En Acroarte faltó poco para que se pidiera la cabeza del colega Juan Carlos Jiménez, quien en un afán por tomar la delantera en dar la noticia de que se había aprobado premiar a los merengueros de calle, salió del salón donde se desarrollaba la asamblea y se introdujo en cuarto de informática que Indotel instaló en la casa de Acroarte.
Juan Carlos se despojó en ese momento de su condición de miembro de la asociación y se convirtió en corresponsal periodístico de su blog.
Y en los equipos de la institución, como si se tratara de una de esas salas de prensa que se montan en algunos eventos para dar facilidades a los periodistas, dio el gran palo'' de ser el primero en publicar la noticia sobre el controversial merengue de calle.
Remolacha le hizo un enlace, y ''consumatum est''.
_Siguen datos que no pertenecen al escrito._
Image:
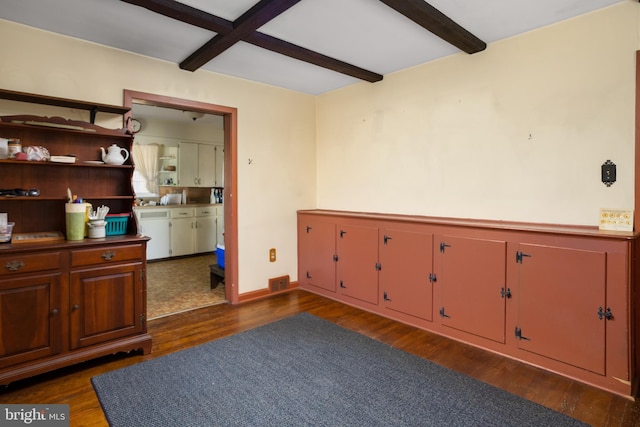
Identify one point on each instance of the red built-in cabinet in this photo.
(472, 298)
(559, 297)
(405, 280)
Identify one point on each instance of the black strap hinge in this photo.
(605, 314)
(520, 256)
(519, 335)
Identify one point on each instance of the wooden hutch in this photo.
(62, 302)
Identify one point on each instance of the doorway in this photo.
(229, 116)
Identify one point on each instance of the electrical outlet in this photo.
(616, 220)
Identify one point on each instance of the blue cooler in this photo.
(220, 255)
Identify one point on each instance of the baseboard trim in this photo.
(264, 293)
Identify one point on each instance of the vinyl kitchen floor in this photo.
(178, 285)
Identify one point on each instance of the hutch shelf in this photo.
(62, 302)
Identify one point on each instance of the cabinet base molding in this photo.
(141, 343)
(560, 298)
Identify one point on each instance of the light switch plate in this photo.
(616, 220)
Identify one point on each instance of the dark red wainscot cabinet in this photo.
(557, 297)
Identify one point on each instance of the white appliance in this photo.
(154, 223)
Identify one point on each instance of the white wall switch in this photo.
(616, 220)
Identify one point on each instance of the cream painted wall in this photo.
(517, 132)
(276, 129)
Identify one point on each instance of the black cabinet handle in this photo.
(14, 265)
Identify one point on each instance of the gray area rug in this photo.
(305, 371)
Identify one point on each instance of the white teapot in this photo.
(115, 155)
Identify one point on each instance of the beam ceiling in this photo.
(245, 29)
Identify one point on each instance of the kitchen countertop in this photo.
(188, 205)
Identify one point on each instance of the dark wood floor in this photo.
(72, 385)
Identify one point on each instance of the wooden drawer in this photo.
(106, 254)
(26, 263)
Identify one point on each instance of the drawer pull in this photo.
(14, 265)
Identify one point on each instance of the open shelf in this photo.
(92, 107)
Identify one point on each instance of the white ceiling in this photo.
(364, 33)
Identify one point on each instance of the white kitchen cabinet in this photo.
(182, 231)
(154, 223)
(205, 229)
(219, 166)
(196, 165)
(219, 209)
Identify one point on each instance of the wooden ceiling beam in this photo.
(190, 15)
(430, 18)
(261, 13)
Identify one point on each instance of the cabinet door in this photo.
(206, 165)
(559, 293)
(219, 228)
(471, 278)
(182, 237)
(106, 303)
(30, 318)
(219, 166)
(205, 234)
(316, 252)
(187, 164)
(405, 260)
(357, 273)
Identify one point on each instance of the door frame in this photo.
(230, 119)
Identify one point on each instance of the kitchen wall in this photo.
(276, 129)
(169, 133)
(517, 132)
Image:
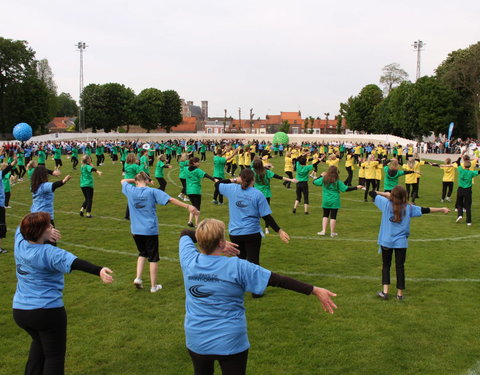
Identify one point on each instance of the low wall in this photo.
(344, 138)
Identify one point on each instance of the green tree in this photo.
(461, 72)
(66, 105)
(171, 114)
(392, 76)
(359, 110)
(16, 63)
(147, 107)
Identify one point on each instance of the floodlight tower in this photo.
(418, 47)
(81, 118)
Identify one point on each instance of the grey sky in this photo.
(272, 55)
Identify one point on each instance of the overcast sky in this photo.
(270, 55)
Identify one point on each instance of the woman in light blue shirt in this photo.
(38, 301)
(215, 285)
(394, 232)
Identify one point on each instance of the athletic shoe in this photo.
(138, 283)
(156, 288)
(382, 295)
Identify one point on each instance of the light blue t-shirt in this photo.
(246, 207)
(215, 321)
(42, 199)
(40, 270)
(395, 235)
(142, 203)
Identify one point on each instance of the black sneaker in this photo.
(382, 295)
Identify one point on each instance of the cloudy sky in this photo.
(270, 55)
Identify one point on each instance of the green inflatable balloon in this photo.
(280, 138)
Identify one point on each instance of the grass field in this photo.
(115, 329)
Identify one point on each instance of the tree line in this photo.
(28, 93)
(417, 109)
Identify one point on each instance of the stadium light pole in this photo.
(418, 47)
(81, 113)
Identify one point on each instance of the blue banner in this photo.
(450, 130)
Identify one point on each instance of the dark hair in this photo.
(39, 176)
(247, 177)
(34, 225)
(331, 176)
(193, 160)
(260, 172)
(398, 197)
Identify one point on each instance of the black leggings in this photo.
(249, 246)
(162, 182)
(413, 188)
(447, 186)
(369, 182)
(234, 364)
(464, 201)
(88, 194)
(302, 189)
(349, 179)
(48, 329)
(400, 257)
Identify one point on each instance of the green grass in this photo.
(116, 329)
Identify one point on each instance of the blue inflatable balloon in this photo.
(22, 132)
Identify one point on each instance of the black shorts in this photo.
(195, 200)
(3, 223)
(331, 213)
(147, 247)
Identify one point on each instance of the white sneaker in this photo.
(138, 283)
(156, 288)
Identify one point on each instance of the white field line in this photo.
(326, 275)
Sobre Juan Carlos han caído truenos, rayos y centellas, pues sus compañeros en la misma asamblea han concluido en que nunca en la historia de los premios había ocurrido algo igual.
El se defiende diciendo que si no lo hacía, de seguro que en Imágenes Dominicanas y en otros blogs que no son miembros de Acroarte lo iban a publicar, y que no iba a dejar que otro lo hiciera teniendo él la posibilidad en sus manos.
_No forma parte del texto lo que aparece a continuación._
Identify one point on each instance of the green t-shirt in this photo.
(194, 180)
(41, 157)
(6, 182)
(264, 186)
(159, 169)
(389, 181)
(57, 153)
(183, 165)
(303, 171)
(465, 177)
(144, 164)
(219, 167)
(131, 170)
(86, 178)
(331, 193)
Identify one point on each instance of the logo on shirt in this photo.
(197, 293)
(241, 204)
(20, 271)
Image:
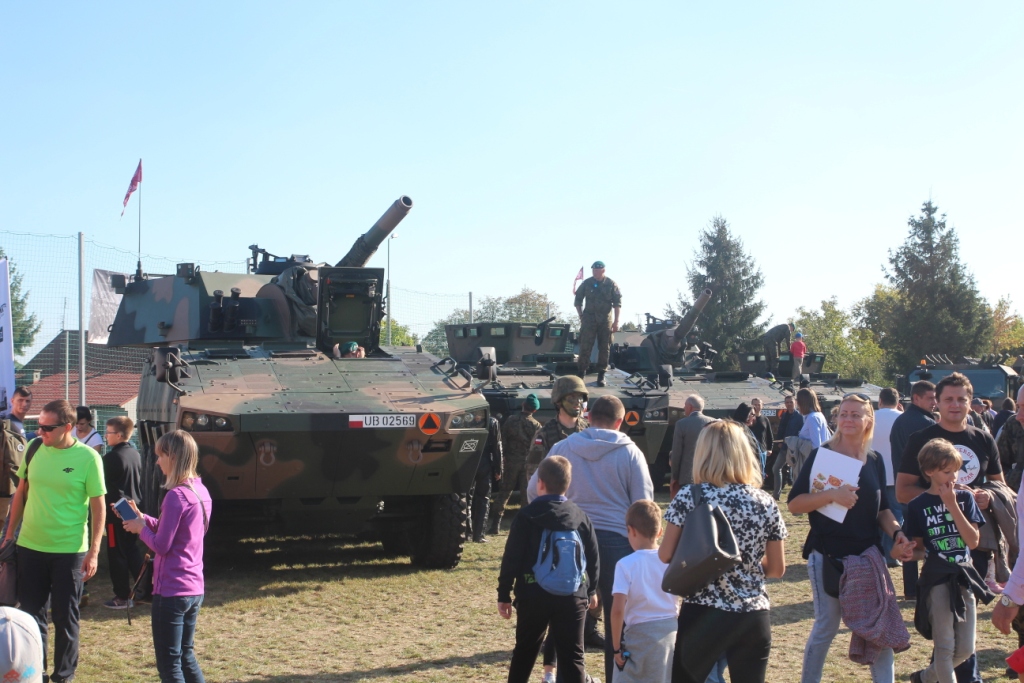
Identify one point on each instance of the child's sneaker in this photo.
(118, 603)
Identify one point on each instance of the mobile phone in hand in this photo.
(125, 510)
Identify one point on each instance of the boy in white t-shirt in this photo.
(644, 648)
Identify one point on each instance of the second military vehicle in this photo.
(250, 366)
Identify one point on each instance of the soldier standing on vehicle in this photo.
(774, 340)
(603, 299)
(517, 437)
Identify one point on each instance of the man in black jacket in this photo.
(487, 473)
(919, 415)
(123, 473)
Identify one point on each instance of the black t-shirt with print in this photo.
(859, 529)
(928, 519)
(977, 447)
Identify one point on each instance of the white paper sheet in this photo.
(832, 470)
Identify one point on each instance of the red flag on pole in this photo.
(135, 179)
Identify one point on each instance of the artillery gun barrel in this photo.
(367, 244)
(690, 318)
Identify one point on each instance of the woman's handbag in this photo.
(707, 549)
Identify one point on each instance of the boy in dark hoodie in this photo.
(536, 607)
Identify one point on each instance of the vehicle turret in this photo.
(669, 345)
(293, 301)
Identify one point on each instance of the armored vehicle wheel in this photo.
(443, 532)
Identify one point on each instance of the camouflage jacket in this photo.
(601, 297)
(552, 432)
(1012, 445)
(517, 435)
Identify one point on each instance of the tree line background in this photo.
(926, 302)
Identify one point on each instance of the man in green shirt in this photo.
(55, 552)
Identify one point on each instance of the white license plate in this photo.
(402, 421)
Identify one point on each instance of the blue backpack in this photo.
(560, 562)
A lo que ha llevado la blogomanía a algunos colegas...
Si admitieramos esa justificación, en las asambleas de Acroarte se tendría que hacer fila en el salón de computadoras con todos los blogueros esperando turno para reportar todo lo que esté sucediendo al instante, en el lugar del hecho...
Y a los medios de prensa que no son miembros de Acroarte, se le debería entonces dejar que cubran las asambleas, porque se les haría una competencia desleal con todos los acroartistas sirviéndose con la cuchara grande en sus blogs y páginas digitales.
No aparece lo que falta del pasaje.